Thus news today—per TV Line—that Warner Media is reshuffling and reconsolidating its various HBO online brands, a move that includes the soon-to-be-enacted dissolution of HBO Go. (That was the on-demand video service for people who were already subscribers to HBO-the-network; its library has largely been superseded by the new HBO Max, which also includes a bunch of non-HBO Warner Media content, because this will never not be deliberately confusing.) Meanwhile, HBO Now will be rebranded as just “HBO” (both as an app and a streaming site), and will continue being offered at the same $14.99 price point as HBO Max, except without all the extra Warner Bros. stuff, or the option to get the service for free through your existing cable package.

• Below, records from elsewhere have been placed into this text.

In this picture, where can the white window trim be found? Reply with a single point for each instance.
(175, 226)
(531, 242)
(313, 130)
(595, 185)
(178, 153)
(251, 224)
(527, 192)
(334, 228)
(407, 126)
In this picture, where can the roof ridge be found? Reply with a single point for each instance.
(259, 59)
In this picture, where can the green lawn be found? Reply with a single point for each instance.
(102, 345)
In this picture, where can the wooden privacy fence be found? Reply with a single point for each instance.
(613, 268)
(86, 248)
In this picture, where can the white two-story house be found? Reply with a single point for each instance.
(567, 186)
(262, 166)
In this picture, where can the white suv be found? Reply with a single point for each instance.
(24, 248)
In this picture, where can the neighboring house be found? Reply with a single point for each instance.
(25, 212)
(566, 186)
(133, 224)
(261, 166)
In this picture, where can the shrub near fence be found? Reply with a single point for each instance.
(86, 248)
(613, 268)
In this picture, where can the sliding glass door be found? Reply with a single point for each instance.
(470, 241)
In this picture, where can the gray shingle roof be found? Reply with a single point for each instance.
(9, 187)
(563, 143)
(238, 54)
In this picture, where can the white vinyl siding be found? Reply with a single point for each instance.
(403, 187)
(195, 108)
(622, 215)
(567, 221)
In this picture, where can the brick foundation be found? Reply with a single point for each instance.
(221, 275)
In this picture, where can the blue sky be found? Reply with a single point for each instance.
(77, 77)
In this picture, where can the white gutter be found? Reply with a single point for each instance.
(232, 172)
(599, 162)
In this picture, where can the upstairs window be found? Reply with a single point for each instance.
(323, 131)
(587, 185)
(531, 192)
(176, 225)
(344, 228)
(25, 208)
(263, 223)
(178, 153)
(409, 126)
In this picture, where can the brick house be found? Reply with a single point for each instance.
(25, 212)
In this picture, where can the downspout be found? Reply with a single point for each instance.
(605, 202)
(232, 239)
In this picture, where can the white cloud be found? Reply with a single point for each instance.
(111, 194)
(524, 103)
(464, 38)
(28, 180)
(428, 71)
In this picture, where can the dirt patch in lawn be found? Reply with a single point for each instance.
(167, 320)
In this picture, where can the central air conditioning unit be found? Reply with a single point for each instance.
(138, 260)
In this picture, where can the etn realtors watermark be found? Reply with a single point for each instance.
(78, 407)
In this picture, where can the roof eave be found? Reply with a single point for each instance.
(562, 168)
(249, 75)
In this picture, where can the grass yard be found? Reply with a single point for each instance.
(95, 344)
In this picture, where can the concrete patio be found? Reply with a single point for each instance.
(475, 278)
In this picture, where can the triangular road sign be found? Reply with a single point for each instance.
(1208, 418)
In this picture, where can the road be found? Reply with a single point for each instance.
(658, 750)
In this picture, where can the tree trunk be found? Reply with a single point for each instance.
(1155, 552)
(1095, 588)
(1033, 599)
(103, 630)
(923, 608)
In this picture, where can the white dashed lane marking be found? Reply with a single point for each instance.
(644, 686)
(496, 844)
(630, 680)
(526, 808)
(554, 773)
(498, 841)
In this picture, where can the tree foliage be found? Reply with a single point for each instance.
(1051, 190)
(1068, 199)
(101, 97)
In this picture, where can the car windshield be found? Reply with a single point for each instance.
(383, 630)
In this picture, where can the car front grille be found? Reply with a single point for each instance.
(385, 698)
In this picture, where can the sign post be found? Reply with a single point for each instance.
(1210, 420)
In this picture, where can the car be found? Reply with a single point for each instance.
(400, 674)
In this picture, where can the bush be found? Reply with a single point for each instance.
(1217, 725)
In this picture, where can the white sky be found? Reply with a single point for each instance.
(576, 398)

All of which doesn’t appear to have made this whole Ourobouros of content much less confusing, despite the shuttering of one entire service. As far as we can tell, the main reason to hold on to HBO Now—sorry, “HBO”, which shouldn’t be confused with the TV network known a “HBO”—is because Warner hasn’t worked out licensing deals yet to get HBO Max onto some streaming devices, most notably Roku and Amazon’s Fire TV. Of course, once you decide to block your ears, close your eyes, and just get HBO Max, you’ve still got to figure out if you’re going to get it for free. Really, it’s amazing how complicated the company has made this process, given that a mail-order DVD company seemed to perfectly solve it, like, literally a decade ago.